Posted: 12:00am on Feb 11, 2012

Listen!

Hear that sigh of relief? It’s coming from Muscogee County educators, relieved that Georgia has been granted a waiver from No Child Left Behind.

Everybody’s still sorting through the new requirements, but Superintendent Susan Andrews seemed pleased on Thursday, calling them “more flexible” and “not as rigid as we had.”

Others are pausing from the celebration to remember the old standards as “unfair,” “unrealistic” and “a terrible strain.”

There’s no doubt that No Child Left Behind was flawed. Under this system, principals welcoming a new disabled student were conditioned to immediately recalculate their schools’ odds of making AYP.

And principals and teachers were spending precious hours on Facebook tracking down the whereabouts of former students so they wouldn’t be penalized for having students who were absent during the test.

Every student in every category and every tiny bubble on every score sheet was potentially the difference between rejoicing and mourning.

So it’s a good thing that the focus in education seems to have shifted from perfection for everybody to growth and progress for individual students and individual schools.

But I think it’s a mistake to dismiss the last seven months as a long, dark nightmare from which we’ve just awakened to find the sun shining and everybody dancing and singing.

Sure, Muscogee County was being judged by rigid, unfair, unrealistic, inflexible and terribly straining standards. But remember, so was every other school district in Georgia, and our district finished well below the state average and in ninth place in our 11-district comparison group.

While the last seven months have been miserable for educators, they’ve also been enlightening for taxpayers.

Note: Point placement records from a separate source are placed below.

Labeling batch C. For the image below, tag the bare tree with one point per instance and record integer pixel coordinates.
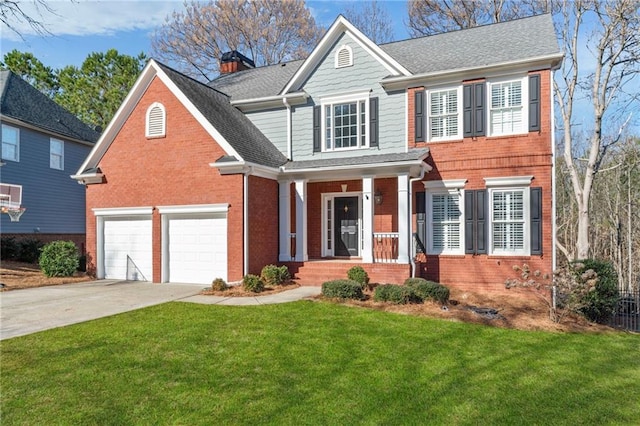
(614, 43)
(13, 15)
(266, 31)
(427, 17)
(372, 19)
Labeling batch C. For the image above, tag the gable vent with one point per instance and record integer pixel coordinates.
(155, 120)
(344, 57)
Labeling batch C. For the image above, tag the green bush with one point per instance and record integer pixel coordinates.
(343, 289)
(275, 275)
(253, 283)
(219, 285)
(358, 274)
(600, 302)
(428, 290)
(398, 294)
(59, 259)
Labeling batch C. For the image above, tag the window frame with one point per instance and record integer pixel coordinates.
(52, 142)
(501, 185)
(16, 158)
(360, 99)
(524, 105)
(429, 115)
(451, 188)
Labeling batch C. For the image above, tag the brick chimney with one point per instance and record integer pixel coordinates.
(235, 61)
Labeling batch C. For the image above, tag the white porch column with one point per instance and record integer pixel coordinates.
(367, 219)
(403, 218)
(284, 221)
(301, 221)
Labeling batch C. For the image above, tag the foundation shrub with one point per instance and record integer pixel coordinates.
(342, 289)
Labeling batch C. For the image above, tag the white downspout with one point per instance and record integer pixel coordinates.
(289, 133)
(411, 254)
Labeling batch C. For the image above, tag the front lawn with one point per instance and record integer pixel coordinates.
(313, 363)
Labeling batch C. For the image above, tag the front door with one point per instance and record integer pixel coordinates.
(346, 229)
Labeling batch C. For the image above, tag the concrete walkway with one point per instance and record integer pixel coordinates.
(31, 310)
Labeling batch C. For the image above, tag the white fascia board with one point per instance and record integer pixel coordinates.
(341, 25)
(403, 82)
(123, 211)
(120, 117)
(194, 208)
(253, 104)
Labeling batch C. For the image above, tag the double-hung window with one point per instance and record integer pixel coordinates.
(56, 154)
(346, 122)
(10, 143)
(508, 112)
(444, 114)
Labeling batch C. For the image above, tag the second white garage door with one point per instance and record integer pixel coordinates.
(197, 248)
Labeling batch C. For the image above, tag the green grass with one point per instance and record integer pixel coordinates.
(313, 363)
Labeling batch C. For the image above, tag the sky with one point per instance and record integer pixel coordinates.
(82, 27)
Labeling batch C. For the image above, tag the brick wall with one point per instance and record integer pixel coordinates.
(171, 170)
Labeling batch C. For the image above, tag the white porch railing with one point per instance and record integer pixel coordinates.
(385, 247)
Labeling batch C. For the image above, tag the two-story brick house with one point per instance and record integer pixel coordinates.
(430, 157)
(42, 145)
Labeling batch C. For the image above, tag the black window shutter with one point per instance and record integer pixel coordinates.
(534, 103)
(536, 220)
(469, 220)
(421, 218)
(316, 129)
(478, 110)
(419, 116)
(373, 122)
(467, 110)
(481, 221)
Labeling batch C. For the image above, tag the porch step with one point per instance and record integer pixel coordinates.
(314, 273)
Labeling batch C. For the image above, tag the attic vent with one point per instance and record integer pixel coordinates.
(156, 120)
(344, 57)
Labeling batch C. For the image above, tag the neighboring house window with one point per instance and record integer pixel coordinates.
(444, 114)
(56, 154)
(445, 228)
(10, 143)
(344, 57)
(346, 123)
(156, 121)
(507, 113)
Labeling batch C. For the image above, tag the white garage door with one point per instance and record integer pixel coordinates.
(127, 248)
(197, 248)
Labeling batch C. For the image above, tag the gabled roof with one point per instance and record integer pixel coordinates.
(511, 42)
(231, 129)
(22, 102)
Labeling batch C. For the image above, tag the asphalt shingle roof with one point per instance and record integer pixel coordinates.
(21, 101)
(520, 39)
(232, 124)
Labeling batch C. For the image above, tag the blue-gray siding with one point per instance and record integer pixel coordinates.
(55, 203)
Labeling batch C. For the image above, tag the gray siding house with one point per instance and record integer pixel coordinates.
(42, 145)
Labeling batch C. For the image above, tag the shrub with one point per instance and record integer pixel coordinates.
(600, 302)
(253, 283)
(274, 275)
(343, 289)
(219, 285)
(398, 294)
(9, 248)
(358, 274)
(59, 259)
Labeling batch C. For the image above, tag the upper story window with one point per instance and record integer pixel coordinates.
(346, 122)
(156, 121)
(10, 143)
(56, 154)
(344, 57)
(507, 107)
(444, 114)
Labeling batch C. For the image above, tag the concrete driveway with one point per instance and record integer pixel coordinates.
(31, 310)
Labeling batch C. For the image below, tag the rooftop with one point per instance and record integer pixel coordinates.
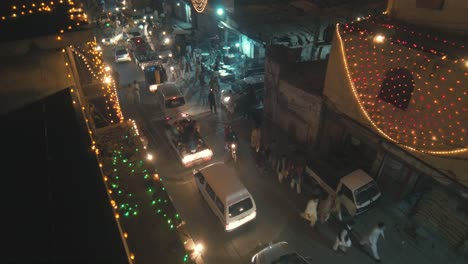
(58, 211)
(29, 19)
(297, 23)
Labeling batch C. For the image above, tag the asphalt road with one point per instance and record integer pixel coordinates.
(278, 208)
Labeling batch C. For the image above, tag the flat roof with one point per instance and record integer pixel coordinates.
(169, 89)
(57, 208)
(356, 179)
(224, 181)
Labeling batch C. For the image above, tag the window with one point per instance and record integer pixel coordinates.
(173, 103)
(347, 192)
(220, 205)
(240, 207)
(210, 192)
(200, 177)
(397, 87)
(430, 4)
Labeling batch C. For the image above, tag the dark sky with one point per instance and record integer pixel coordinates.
(31, 25)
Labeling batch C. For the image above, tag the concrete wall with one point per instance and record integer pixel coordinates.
(291, 108)
(299, 112)
(451, 18)
(31, 77)
(339, 93)
(35, 68)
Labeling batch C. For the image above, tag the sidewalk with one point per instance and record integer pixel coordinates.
(398, 246)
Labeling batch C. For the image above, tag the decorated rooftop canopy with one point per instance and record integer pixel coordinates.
(21, 19)
(410, 85)
(199, 5)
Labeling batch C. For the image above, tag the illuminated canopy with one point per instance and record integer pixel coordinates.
(199, 5)
(410, 85)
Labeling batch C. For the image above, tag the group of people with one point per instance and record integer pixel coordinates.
(318, 208)
(131, 93)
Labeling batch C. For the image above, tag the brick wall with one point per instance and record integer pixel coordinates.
(444, 214)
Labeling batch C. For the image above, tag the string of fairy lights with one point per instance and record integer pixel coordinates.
(199, 5)
(412, 94)
(123, 157)
(101, 73)
(20, 9)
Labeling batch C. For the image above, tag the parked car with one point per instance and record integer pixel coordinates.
(108, 37)
(133, 33)
(121, 54)
(231, 97)
(280, 252)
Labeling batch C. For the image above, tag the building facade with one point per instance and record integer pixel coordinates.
(395, 103)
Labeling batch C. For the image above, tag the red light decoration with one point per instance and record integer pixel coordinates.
(412, 94)
(199, 5)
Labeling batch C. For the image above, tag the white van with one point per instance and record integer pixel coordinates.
(170, 99)
(226, 195)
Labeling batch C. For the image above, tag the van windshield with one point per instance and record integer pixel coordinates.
(366, 193)
(176, 102)
(121, 52)
(240, 207)
(239, 86)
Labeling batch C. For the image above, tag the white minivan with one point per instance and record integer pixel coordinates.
(226, 195)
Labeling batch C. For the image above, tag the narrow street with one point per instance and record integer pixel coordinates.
(278, 207)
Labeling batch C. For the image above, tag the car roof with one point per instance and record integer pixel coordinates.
(224, 181)
(279, 252)
(169, 89)
(254, 79)
(120, 48)
(356, 179)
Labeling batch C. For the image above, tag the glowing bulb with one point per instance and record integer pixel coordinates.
(198, 248)
(379, 38)
(149, 156)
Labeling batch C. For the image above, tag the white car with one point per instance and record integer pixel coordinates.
(121, 54)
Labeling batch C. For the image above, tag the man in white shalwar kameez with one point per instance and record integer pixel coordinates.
(373, 238)
(310, 212)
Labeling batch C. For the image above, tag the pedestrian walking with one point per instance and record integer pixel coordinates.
(296, 179)
(281, 168)
(136, 91)
(291, 171)
(325, 206)
(202, 75)
(310, 212)
(116, 77)
(337, 205)
(260, 158)
(255, 137)
(267, 152)
(343, 239)
(197, 71)
(212, 101)
(129, 94)
(372, 239)
(273, 153)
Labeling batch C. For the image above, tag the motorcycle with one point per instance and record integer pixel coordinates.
(233, 150)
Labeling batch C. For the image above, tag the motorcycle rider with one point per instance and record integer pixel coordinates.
(230, 137)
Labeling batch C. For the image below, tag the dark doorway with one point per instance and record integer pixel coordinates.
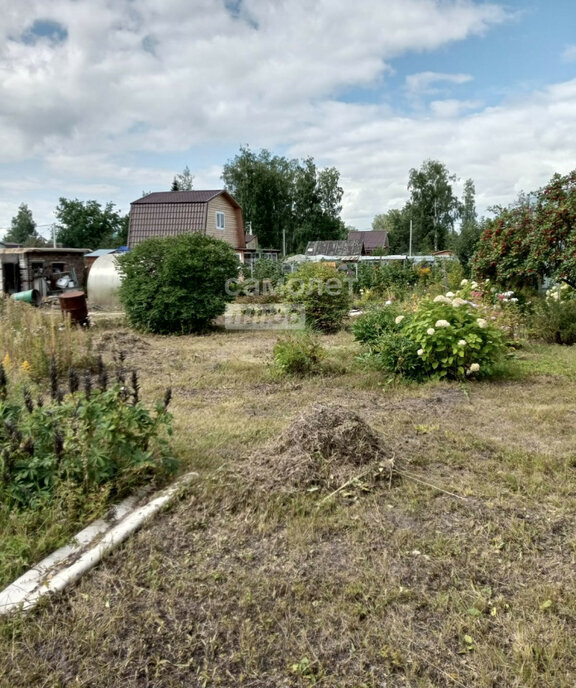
(11, 274)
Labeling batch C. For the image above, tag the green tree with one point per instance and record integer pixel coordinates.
(285, 199)
(89, 225)
(317, 205)
(434, 206)
(23, 227)
(470, 229)
(184, 181)
(324, 293)
(534, 238)
(397, 224)
(177, 285)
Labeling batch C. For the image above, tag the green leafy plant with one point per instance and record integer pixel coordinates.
(392, 278)
(443, 338)
(177, 285)
(324, 293)
(453, 342)
(300, 354)
(554, 321)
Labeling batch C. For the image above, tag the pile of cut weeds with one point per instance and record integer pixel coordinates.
(325, 448)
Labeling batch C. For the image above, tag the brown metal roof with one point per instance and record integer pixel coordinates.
(183, 197)
(377, 238)
(42, 249)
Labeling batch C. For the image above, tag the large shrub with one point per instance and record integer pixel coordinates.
(323, 291)
(446, 337)
(92, 437)
(554, 321)
(370, 326)
(177, 285)
(298, 354)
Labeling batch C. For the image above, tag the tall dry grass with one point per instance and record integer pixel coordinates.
(30, 337)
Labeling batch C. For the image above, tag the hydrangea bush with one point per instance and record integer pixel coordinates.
(445, 337)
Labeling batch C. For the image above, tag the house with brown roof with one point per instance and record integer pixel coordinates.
(170, 213)
(45, 269)
(373, 240)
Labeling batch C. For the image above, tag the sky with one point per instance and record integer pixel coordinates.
(106, 99)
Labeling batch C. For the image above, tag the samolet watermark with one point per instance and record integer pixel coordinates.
(272, 316)
(278, 316)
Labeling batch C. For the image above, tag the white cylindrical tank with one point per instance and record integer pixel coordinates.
(104, 281)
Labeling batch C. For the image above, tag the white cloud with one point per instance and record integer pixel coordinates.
(569, 53)
(453, 108)
(505, 149)
(425, 83)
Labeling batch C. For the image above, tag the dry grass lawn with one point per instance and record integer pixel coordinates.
(458, 571)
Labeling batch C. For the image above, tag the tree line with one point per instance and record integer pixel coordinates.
(289, 202)
(79, 224)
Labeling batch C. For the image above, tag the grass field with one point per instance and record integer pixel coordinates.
(455, 570)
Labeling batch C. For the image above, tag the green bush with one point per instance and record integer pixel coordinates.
(177, 285)
(554, 321)
(89, 438)
(300, 354)
(324, 293)
(442, 338)
(370, 326)
(395, 352)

We’ve realized that Muscogee County students in Title I schools, or schools with a majority of students living in poverty, generally perform at a much lower rate than students from non-Title I schools.

That’s not surprising. But we’ve also realized that our Title I schools lag far behind most of the state’s other Title I schools.

And we’ve realized that our so-called privileged non-Title I schools, the majority of which are located north of Macon Road, are making progress at roughly the same rate as the state’s so-called disadvantaged Title I schools.

April should be interesting.

That’s when we get our first report card based on the new standards, but this new rating will be based on the same 2011 CRCT scores used to tally last summer’s AYP results.

Out of 11 districts on the CRCT, Muscogee County finished sixth in reading and eighth in math, which is better than our No. 9 showing for AYP.

In case you’re wondering, we finished in the top of the pack in eighth-grade math and seventh-grade reading, but near the bottom in sixth-grade reading and third-, fourth-, fifth- and sixth-grade math.

So take away the voodoo magic of the No Child Left Behind formula, and we might look slightly better compared to the rest of the state than we appeared to be last year.

But are we where we want to be?

No.

The last seven months have taught us this. We shouldn’t forget it, and it should be our motivation for years to come.